Infusion of colours and smell of Thai produce creates a juxtaposition of senses once you enter Golden Mile omplex’s retail premises.
The featured spiral staircase connects all floors at the building podium, including the indie cinema,and gives a distinct characteristic to Golden Mile Tower.
All of the participants drawn to the presentation by one of our Lighting Detectives.
Sketches on the blue-paper and colour pencils are the Lighting Detective’s tools to express our ideas.It’s so easy simple!
As we walked down the iconic spiral staircase, we finally reached the end of the night walk. All participants were gathered inside an exhibition space at Golden Mile Tower for a workshop and discussion about the historical buildings. We began with an introduction about Lighting Detectives. Prior to the introduction, architect Randy Chan from Zarch Collaboratives took the opportunity to share his valuable knowledge and insights on both Golden Mile Complex and Tower. Randy explained the design concept of the building was to be the first mix-used building in Singapore with a live-work-play concept, how it was designed to be monumental and massive in scale, and how it evolved to be one of the biggest space for Thai community in Singapore.
Furthermore, he also shared the current issues and challenges in preserving the iconic and historic buildings, and the efforts to gain government and public support on the conservation project.
The workshop continues to the next session where we engaged everyone to participate. We started to re-imagine how the two iconic buildings would look like in different lighting schemes. By using the building images that are printed on the blue-paper and coloured pencils, all Detectives immediately poured the bright ideas in their mind into the sketches.

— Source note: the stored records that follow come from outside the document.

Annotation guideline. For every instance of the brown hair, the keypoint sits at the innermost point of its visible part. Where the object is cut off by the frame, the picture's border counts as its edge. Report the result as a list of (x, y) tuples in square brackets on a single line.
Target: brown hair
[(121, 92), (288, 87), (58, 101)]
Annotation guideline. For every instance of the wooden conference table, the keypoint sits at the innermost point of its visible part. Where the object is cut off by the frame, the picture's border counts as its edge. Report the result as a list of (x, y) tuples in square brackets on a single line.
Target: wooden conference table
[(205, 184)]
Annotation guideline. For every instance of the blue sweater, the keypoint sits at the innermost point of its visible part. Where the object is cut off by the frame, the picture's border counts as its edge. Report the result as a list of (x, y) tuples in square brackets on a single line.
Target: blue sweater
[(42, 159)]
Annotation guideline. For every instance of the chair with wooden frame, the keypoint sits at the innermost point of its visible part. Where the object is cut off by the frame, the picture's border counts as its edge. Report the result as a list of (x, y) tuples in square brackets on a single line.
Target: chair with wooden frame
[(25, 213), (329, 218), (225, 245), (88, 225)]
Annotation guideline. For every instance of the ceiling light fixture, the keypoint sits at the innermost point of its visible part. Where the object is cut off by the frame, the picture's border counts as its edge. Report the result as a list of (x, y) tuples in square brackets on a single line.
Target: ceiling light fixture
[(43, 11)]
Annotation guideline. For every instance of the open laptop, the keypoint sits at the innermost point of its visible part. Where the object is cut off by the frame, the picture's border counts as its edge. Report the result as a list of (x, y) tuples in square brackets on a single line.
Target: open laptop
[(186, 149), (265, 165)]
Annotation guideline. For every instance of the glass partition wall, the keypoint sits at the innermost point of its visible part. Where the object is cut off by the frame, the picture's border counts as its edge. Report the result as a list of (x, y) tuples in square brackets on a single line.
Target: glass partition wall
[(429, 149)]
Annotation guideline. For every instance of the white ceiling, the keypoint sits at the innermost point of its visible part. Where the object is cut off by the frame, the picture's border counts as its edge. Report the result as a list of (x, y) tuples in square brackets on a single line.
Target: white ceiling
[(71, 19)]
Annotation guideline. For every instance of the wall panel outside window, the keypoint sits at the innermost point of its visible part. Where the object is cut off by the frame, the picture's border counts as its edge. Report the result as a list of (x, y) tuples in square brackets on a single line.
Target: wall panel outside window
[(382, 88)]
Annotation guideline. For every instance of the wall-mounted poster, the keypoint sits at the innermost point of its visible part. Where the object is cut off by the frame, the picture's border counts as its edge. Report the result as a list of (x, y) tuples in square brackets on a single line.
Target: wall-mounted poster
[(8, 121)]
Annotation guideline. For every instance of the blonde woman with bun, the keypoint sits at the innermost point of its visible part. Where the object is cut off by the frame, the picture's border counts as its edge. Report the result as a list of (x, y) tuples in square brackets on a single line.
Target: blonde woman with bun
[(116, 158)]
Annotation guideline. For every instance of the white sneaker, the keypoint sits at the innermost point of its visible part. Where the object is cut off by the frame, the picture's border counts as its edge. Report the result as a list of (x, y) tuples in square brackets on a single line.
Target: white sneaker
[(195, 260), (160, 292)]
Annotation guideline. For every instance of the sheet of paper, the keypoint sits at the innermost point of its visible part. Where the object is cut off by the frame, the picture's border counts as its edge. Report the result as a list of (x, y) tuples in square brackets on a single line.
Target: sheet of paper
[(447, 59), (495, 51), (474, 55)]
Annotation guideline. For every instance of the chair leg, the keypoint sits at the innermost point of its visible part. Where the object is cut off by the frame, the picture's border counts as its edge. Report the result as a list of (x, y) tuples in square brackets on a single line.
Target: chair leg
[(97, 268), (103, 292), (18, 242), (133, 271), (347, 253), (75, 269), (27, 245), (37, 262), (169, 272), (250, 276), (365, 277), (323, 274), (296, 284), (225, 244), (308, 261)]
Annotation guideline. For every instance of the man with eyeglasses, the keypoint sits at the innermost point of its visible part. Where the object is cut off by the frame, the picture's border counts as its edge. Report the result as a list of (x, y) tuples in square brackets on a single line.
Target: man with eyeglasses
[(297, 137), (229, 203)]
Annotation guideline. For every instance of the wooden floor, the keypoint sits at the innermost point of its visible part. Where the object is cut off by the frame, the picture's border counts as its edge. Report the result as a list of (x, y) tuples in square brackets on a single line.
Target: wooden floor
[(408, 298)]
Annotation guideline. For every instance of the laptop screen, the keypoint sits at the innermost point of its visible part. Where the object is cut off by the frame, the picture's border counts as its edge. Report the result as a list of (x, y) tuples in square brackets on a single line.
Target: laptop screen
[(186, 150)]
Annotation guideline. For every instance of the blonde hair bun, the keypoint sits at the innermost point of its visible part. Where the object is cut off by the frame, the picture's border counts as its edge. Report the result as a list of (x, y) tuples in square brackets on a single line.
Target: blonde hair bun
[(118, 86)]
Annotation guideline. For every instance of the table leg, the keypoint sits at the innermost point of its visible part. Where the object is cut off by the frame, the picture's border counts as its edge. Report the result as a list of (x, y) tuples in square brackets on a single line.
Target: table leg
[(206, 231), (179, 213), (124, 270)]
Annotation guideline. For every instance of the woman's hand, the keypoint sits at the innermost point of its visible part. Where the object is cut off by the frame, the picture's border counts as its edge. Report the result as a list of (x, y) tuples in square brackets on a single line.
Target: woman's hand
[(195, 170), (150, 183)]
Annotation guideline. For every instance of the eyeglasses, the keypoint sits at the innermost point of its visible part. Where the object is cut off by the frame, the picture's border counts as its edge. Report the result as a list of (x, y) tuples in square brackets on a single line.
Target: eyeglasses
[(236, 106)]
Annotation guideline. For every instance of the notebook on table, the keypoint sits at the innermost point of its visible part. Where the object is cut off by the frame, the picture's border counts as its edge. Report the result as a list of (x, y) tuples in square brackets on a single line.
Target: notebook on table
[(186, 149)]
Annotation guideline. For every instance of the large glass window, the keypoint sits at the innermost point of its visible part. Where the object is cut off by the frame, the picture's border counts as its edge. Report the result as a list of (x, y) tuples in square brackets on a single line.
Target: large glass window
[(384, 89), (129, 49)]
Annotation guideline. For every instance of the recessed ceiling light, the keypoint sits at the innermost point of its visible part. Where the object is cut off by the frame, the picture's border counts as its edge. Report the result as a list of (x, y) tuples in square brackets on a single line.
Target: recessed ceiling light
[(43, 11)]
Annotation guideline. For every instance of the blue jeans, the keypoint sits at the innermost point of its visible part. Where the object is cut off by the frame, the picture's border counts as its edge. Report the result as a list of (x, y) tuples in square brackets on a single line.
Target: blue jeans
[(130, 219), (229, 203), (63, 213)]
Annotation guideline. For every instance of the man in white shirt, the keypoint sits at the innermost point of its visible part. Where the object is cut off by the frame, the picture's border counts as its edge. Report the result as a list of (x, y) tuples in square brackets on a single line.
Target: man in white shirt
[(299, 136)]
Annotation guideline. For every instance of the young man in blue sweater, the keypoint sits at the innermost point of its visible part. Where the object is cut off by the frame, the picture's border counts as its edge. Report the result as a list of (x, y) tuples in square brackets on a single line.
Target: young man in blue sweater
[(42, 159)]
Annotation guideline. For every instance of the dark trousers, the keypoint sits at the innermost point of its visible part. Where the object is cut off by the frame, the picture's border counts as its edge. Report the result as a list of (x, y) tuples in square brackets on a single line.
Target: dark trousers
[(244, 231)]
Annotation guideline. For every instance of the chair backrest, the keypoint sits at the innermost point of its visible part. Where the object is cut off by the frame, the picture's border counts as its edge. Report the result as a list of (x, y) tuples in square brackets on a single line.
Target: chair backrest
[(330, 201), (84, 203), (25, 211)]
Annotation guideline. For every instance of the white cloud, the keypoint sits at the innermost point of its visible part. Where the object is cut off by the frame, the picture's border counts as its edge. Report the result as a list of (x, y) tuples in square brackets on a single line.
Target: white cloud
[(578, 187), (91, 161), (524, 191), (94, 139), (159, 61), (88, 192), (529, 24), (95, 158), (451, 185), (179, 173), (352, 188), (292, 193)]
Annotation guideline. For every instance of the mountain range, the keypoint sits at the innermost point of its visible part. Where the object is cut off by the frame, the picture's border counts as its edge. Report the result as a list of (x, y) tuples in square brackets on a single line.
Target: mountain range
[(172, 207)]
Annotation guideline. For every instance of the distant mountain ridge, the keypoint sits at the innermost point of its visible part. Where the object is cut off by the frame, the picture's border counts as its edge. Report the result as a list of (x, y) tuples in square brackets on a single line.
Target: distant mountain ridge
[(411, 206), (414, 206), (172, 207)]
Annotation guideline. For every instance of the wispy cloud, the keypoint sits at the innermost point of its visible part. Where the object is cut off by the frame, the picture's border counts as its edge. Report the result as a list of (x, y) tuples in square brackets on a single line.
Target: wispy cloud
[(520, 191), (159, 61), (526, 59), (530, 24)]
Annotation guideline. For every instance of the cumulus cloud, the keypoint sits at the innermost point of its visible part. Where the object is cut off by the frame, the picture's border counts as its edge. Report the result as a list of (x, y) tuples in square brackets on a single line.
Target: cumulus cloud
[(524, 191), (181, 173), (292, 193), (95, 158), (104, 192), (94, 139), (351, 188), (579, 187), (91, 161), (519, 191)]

Everyone was given a brief time to share the ideas that they have drawn, their impression and opinion on the architecture, as well as their expectation in the future.
Majority of us agree that the buildings should be preserved as much as possible since they have become iconic to Singapore cityscape. Some of us also expressed that lighting could contribute to make the building looks more attractive, either by using a subtle lighting design or a bold and daring solution. Nevertheless, it was very interesting to see various opinions and expressions. it was a memorable experience for all of us to be able to observe the iconic buildings closely and to re-imagine a different perception of the buildings through lighting. Special thanks to Randy Chan for supporting this event, and to the building management team for allowing the permission.